La chose cependant était simple : sa longue chevelure venait de se prendre dans un instrument bizarre, mais dont la présence dans cette ancienne buanderie s’expliquait. Ses lourdes nattes s’étaient engagées entre les deux cylindres en bois d’une machine à calendrer le linge, et dès lors, il semblait à le jeune femme que tout mouvement lui fût interdit. Fantômas, en une seconde, s’apercevait de la situation, et poussait un cri de triomphe, car il se rendait compte de tout le parti qu’il pouvait en tirer.

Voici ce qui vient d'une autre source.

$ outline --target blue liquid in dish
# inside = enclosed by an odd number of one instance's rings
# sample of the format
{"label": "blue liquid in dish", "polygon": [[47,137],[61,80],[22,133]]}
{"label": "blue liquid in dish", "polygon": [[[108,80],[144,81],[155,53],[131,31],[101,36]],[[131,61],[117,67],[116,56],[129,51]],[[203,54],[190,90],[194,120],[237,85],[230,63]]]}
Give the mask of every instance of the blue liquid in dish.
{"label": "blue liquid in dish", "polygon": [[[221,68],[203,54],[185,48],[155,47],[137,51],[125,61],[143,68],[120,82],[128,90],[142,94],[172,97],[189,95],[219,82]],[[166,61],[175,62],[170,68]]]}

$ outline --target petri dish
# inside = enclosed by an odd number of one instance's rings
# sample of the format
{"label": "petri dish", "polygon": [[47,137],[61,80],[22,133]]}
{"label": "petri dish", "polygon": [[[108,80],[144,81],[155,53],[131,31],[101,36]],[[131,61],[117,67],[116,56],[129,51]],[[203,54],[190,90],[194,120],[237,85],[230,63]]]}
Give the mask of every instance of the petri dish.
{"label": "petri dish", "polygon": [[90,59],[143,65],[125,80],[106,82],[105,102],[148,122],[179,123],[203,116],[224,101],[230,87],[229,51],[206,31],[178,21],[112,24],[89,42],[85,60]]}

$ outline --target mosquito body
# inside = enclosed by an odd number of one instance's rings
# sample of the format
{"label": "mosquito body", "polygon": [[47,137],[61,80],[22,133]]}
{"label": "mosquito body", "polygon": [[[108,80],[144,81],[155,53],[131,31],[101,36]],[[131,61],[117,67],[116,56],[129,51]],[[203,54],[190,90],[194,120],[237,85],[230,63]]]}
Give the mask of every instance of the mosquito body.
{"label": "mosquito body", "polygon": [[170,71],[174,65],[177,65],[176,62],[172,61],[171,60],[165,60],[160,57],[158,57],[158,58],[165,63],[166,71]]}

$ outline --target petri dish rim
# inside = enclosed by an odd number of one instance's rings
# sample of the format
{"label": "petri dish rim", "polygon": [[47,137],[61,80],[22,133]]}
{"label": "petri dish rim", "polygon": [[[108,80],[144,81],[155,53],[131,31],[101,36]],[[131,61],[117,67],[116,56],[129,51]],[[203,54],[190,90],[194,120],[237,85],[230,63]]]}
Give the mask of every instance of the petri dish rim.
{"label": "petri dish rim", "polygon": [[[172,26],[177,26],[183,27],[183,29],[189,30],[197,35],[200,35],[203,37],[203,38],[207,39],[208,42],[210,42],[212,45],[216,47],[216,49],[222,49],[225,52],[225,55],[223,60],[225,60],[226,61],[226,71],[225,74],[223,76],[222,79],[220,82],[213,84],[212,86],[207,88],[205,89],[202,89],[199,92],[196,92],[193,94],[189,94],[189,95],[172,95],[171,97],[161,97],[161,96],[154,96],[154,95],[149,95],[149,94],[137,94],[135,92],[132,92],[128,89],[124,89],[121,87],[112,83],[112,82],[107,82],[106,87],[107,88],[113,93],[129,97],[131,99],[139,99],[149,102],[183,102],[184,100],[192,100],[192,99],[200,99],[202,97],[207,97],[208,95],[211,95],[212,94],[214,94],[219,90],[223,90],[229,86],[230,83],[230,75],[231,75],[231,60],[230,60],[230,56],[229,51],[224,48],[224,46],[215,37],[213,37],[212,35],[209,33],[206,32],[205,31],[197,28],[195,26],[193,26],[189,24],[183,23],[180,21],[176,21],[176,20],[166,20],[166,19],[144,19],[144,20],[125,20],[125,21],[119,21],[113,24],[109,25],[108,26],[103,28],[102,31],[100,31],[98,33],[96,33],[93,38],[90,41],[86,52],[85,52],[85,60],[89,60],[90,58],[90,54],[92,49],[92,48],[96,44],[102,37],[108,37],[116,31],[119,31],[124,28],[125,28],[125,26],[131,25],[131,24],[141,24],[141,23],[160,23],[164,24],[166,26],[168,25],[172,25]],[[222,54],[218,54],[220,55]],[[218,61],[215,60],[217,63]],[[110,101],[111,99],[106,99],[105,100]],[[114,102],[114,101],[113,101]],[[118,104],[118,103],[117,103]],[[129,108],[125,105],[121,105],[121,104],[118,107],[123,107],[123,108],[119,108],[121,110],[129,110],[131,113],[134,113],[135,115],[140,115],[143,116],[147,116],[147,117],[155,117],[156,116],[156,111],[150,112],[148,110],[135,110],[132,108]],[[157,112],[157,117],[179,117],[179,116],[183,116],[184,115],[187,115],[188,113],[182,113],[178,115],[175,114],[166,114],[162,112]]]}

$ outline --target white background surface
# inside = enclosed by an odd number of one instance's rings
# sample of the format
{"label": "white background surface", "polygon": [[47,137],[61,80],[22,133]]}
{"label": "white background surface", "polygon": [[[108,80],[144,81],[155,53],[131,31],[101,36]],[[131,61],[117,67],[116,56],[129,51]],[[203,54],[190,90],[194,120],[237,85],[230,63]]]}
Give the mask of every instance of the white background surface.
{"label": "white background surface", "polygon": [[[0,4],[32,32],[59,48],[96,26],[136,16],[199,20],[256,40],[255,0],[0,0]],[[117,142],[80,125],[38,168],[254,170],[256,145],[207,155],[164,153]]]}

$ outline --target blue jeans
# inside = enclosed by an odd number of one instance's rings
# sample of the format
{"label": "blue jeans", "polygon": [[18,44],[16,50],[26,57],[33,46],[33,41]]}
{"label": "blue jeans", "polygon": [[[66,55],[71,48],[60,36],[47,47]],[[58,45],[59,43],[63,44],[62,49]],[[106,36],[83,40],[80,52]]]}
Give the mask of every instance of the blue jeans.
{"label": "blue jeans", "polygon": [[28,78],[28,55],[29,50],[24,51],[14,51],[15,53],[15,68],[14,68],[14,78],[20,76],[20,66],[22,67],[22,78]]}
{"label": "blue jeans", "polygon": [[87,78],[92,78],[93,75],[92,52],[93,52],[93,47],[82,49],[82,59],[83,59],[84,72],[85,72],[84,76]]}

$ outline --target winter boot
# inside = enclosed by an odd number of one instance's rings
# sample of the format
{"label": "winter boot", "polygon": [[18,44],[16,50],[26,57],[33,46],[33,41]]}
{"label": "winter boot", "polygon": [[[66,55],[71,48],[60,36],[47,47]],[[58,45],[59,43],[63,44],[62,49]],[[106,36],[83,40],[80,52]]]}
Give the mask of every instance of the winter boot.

D’un geste violent, le monstre s’empara de la manivelle, et lui imprimant un mouvement brusque, il actionna la crémaillère. Celle-ci fit tourner le cylindre, et dès lors un cri effroyable de douleur humaine retentit, cependant que les yeux de Fantômas, pourtant habitués à voir tant d’horribles choses, se détournaient une seconde, pour ne pas contempler ce spectacle.

Attirée entre les deux rouleaux, et comme prise dans un engrenage, la chevelure épaisse et lourde de Blanche Perrier avait disparu, puis une force invincible avait attiré la tête de la jeune femme contre les rouleaux mêmes. L’effort continuait, un craquement effroyable se produisit, et tout à coup, en une seconde l’infortunée Blanche Perrier était scalpée vivante, sa peau s’arrachait à la nuque, entraînait ses oreilles, son front, ses joues, ne firent plus qu’une bouillie sanglante.

Mais Fantômas, après son premier mouvement d’émotion, prit une décision définitive. Hurlant sa rage et sa colère, il apostropha la malheureuse :

— Crève donc et qu’il ne soit plus question de toi.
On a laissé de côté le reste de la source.